The NP above has two rules with two conditions each, it can be read as:

allow outgoing traffic if: (destination pod has label app=db1 AND port is 1111) OR (destination pod has label app=db2 AND port is 2222)

Wrong example Now let's shortly look at a wrong example:

# WRONG
apiVersion: networking.k8s.io/v1
kind: NetworkPolicy
metadata:
  name: np-backend
  namespace: project-snake
spec:
  podSelector:
    matchLabels:
      app: backend
  policyTypes:
    - Egress
  egress:
    -                           # first rule
      to:                           # first condition "to"
      - podSelector:                    # first "to" possibility
          matchLabels:
            app: db1
      - podSelector:                    # second "to" possibility
          matchLabels:
            app: db2
      ports:                        # second condition "ports"
      - protocol: TCP                   # first "ports" possibility
        port: 1111
      - protocol: TCP                   # second "ports" possibility
        port: 2222

The NP above has one rule with two conditions and two condition-entries each, it can be read as:

allow outgoing traffic if: (destination pod has label app=db1 OR destination pod has label app=db2) AND (destination port is 1111 OR destination port is 2222) Using this NP it would still be possible for backend-* Pods to connect to db2-* Pods on port 1111 for example which should be forbidden.

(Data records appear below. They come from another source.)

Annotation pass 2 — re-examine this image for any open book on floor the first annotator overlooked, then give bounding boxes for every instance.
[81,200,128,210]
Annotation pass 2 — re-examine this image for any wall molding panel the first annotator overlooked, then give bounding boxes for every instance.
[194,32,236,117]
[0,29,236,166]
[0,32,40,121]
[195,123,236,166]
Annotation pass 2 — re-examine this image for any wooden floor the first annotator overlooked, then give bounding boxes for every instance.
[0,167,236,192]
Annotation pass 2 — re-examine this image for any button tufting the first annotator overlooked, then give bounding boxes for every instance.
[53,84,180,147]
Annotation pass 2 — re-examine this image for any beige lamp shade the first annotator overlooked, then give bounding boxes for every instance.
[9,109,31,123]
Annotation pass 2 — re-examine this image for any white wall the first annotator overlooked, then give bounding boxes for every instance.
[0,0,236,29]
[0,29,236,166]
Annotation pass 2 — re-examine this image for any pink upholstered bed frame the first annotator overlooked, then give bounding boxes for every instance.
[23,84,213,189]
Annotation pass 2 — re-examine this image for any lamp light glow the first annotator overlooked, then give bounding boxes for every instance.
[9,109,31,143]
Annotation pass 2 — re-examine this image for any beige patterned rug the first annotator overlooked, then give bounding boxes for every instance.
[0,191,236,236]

Create NetworkPolicy We create the correct NP:

k -f 24_np.yaml create

And test again:

➜ k -n project-snake exec backend-0 -- curl -s 10.44.0.25:1111
database one

➜ k -n project-snake exec backend-0 -- curl -s 10.44.0.23:2222
database two

➜ k -n project-snake exec backend-0 -- curl -s 10.44.0.22:3333
^C

Also helpful to use kubectl describe on the NP to see how k8s has interpreted the policy.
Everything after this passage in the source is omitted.